3 Best Practices for Social Media Monitoring at Conferences

Conferences around the world are occurring on a weekly basis, and if you're not monitoring social media, you're missing out on valuable insights that you can extract from conversations. But once you've got a social listening tool in place, the process of deciding what to listen for can be quite overwhelming.

What should you take into account when determining what to monitor on the social web during conferences related to your business? Here are some best practices for your brand.

Check Out Your Presence
You may not always have a presence at a relevant conference, but if you do, it's critical to capture conversation around all pieces of the puzzle. One way to make this task easier is to create a hashtag and promote it as the way for people to discuss your presence.
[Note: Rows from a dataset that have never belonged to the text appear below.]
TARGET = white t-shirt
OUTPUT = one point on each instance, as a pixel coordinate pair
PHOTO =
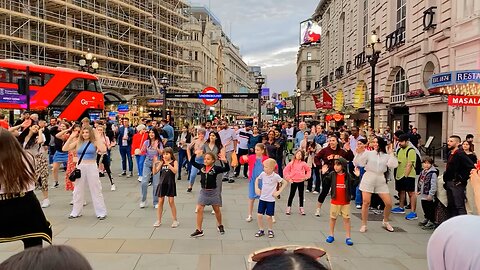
(227, 136)
(269, 186)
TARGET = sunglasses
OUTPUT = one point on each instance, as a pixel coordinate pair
(313, 252)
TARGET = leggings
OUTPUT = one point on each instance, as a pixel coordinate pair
(105, 160)
(32, 242)
(293, 190)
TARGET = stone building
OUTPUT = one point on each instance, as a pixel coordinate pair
(419, 39)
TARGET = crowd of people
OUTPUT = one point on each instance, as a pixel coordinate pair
(347, 163)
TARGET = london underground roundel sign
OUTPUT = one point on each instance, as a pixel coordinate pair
(210, 96)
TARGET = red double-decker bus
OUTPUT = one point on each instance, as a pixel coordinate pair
(58, 92)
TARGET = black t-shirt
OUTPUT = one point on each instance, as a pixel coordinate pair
(58, 142)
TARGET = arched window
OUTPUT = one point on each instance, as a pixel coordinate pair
(400, 87)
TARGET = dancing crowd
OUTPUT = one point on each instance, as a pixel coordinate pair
(350, 164)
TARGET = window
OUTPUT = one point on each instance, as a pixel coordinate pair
(401, 13)
(400, 87)
(309, 70)
(365, 24)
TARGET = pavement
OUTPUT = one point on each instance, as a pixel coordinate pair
(126, 240)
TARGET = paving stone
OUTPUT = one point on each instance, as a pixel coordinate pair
(96, 245)
(146, 246)
(109, 261)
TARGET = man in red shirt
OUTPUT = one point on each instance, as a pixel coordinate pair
(339, 182)
(4, 121)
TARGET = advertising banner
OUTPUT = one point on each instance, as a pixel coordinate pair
(327, 100)
(318, 102)
(464, 100)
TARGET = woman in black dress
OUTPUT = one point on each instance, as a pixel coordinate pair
(21, 217)
(167, 187)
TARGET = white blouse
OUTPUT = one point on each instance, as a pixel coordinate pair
(375, 162)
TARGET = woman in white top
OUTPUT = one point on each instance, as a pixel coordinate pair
(32, 139)
(22, 217)
(376, 163)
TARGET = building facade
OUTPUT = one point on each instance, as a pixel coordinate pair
(215, 61)
(419, 39)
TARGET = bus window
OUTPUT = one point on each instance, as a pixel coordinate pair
(77, 84)
(90, 85)
(39, 79)
(18, 74)
(4, 75)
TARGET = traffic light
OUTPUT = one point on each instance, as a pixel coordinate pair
(22, 86)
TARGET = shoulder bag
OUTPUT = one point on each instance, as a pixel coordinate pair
(77, 173)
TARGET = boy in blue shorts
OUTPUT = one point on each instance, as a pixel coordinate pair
(266, 187)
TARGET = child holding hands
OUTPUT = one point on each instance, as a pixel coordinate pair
(268, 192)
(339, 182)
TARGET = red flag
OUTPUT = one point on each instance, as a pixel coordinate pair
(327, 100)
(318, 103)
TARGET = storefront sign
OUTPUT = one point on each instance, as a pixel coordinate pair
(327, 100)
(455, 77)
(464, 100)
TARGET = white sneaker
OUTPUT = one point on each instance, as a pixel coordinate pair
(45, 203)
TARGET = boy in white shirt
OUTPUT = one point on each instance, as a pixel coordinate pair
(267, 191)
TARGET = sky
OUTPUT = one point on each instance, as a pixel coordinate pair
(267, 32)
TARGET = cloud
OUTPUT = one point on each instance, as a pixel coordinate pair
(266, 31)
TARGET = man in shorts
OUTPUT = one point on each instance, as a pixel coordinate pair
(405, 177)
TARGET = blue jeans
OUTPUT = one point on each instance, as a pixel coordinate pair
(182, 159)
(147, 172)
(194, 171)
(140, 161)
(125, 153)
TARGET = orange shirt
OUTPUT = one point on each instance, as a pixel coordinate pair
(341, 191)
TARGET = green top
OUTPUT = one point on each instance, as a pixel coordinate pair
(402, 162)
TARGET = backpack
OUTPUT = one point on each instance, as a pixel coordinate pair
(418, 161)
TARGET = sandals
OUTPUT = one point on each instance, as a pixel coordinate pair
(387, 226)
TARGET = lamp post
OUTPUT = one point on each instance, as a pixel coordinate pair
(88, 63)
(164, 82)
(259, 80)
(298, 93)
(372, 52)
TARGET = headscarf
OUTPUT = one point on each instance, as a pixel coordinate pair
(455, 244)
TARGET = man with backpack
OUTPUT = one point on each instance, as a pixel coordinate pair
(405, 177)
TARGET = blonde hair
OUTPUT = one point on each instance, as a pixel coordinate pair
(269, 162)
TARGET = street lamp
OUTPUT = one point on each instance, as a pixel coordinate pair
(372, 52)
(164, 82)
(88, 63)
(298, 93)
(259, 80)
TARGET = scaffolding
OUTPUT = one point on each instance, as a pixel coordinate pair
(132, 40)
If you have a booth, make sure the hashtag is displayed prominently so people can easily find it. If you are running a street team, ask people to post to social networks using the hashtag, or require they mention you to their social networks in exchange or information or swag. If someone from your company is speaking, have them mention the hashtag for the presentation verbally or on slides.

People won't always comply, of course, so you need to monitor for keywords outside the featured hashtag. Look for mentions of your brand and speaker's names, as well as variations of spellings of your company and your company's products to get the full picture of your social buzz. Don't just look for total volume, however. Run a sentiment analysis to figure out whether people are speaking positively or negatively about your presence.

Tip: Make sure you hone in on mentions that relate to the conference -- your data will be skewed if you don't filter out general mentions.

What's the Competition Up To?
Chances are, if your brand is interested in a particular conference, your competitors are as well. Before the conference begins, it's important to research the type of presence that your competitors will have at the conference, if any. If they do have a presence, there are a few things you will want to monitor in terms of competition:

  • Total social volume: Look for the same types of conversation as you are listening for your own brand
  • Share of voice: How much of the conversation is about your competitors compared to your own brand?
  • Competitive sentiment: If people are overwhelmingly positive or negative about a competitor, look at the types of things people are saying, and find out why. This will help you at future conferences.

What's Trending
This may fall outside the realm of your brand and competitors, but is equally as important in understanding the overall impact a conference may have on your brand or industry. Look at the top hashtags and overall conversation drivers around a conference. What are people talking about, and what is making them share on social networks?

While jumping in with a social ad around a hot topic can sometimes steer the conversation back toward you, it often looks contrived. Instead, use this information for future conferences to figure out how best to generate more buzz for your own future presences. While it's hard to predict what conference content will stir up social conversation, look for patterns across conferences to see what's working.